L'histoire se termine par la mystérieuse injonction à devenir "riche pour Dieu", ou "riche auprès de Dieu". Appel à la solidarité ? Appel à continuer à travailler ? Appel à sortir du face à face stérile entre l'homme et ses biens ? Cette dernière solution paraît la plus juste : la richesse peut être bénédiction, lorsqu'elle est au service de la vie, du partage, lorsqu'elle est reçue et donnée, lorsqu'elle circule. Elle est dénaturée quand elle prend une place qui ne lui revient pas, celle de garantir à un individu son bien-être pour l'avenir… Cet homme est insensé, car il n'a pas trouvé le sens de la richesse.



Aux v 22-32 : Les fameux biens de ce monde suscitent fascination et envie, la peur de manquer du nécessaire, et parfois du superflu, la jalousie.

Face à cela, Jésus propose de vivre dans la confiance et de se projeter dans les mains de Dieu, ce Dieu qui prépare pour les siens un royaume où toutes ces contingences seront transcendées … être riche selon la volonté de Dieu, n'est-ce pas faire du centre de sa vie le commandement d'amour qui arrache l'autre à la solitude, et qui permet de vivre une vie relationnelle riche ? Être riche pour Dieu, n'est-ce pas déjà recevoir de la main de Dieu en toute confiance, et à utiliser les dons reçus en fonction de ses commandements ?







Le message de Jésus peut nous paraître aujourd’hui bien dérisoire, quand il nous demande de ne pas chercher ce que nous mangerons demain ni ce que nous boirons ! La mode du moment est au contraire de se soucier de tout, de renforcer les régimes de retraite et la sécurité sociale, de préserver et défendre les avantages acquis de chaque catégorie professionnelle, … la liste est longue. L’homme insensé de la parabole, c’est souvent moi, qui m’inquiète de l’avenir, et m’efforce d’emmagasiner quelques biens matériels de mes propres efforts et pour mon propre usage. Mais Jésus a tôt fait de me reprendre et de m’appeler « insensé ». Ce qualificatif est tout à fait particulier ; l’homme n’est pas décrit ici comme mauvais, ou cupide, ou irresponsable, ou païen, ou dérangeant ; non, il est insensé, c’est-à-dire tourné dans un mauvais SENS. En fait, le vrai problème, dit Jésus, c’est que – parfois ou souvent, suivant les cas – nous devenons fous, à faire des choix désastreux dans nos vies, à se rendent malheureux nous-mêmes et faire le malheur des autres. Nous avons alors perdu le vrai sens, la vraie direction pour notre vie, qui est auprès de Dieu.
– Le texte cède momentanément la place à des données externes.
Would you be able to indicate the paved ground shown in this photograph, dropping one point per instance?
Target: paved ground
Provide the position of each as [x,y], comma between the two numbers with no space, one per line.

Nous comprenons bien maintenant que le « riche insensé » est une image, une parabole ; que les trésors amassés vainement pour soi-même ne concernent pas seulement des biens matériels ; que les richesses à tourner vers Dieu, ce sont nos moyens peut-être pécuniaires, mais aussi nos moyens en intelligence, en disponibilité, en culture en personnalité, ou notre capacité de partage. Comprenons bien que tous ces trésors personnels existent en chacun d’entre nous; que bien évidemment ce n’est pas un mal en soi ; ce qui est problématique, c’est l’usage que l’on en fait. Jésus le dit clairement au verset 21 : ce n’est pas l’enrichissement qui est condamnable, mais son éventuelle finalité.





Le message ainsi décodé est clair, pour les disciples à qui il s’adressait : ne soyez pas inquiets des éventuelles richesses – toutes spirituelles s’entend- qui sont en vous ; le Saint Esprit y pourvoit largement ; mais soyez dans la vigilance d’utiliser vos dons pour la seule gloire de Dieu, pour son seul mérite, pour sa seule édification.

De même, nous sommes invités, non pas à réduire ou freiner nos richesses –extérieures ou intérieures- mais à les tourner vers le ciel, comme le dit l’Evangéliste ; à les utiliser auprès de Dieu ; concrètement, en suivant Paul, à utiliser nos dons pour la compassion ou la bienveillance, le service aux autres, la patience et le pardon ; bref à retrouver dans nos paroles, dans nos actes, le vrai sens de notre vie.



Je voudrais pour finir me faire l’écho de la conclusion de Paul aux Colossiens, quand il dit de chanter à Dieu toute notre reconnaissance. Avez-vous remarquez que toutes les richesses mentionnées dans nos paraboles (héritage, terre fertile)sont des richesses reçues, données, et non acquises. Ces dons de Dieu méritent assurément notre reconnaissance.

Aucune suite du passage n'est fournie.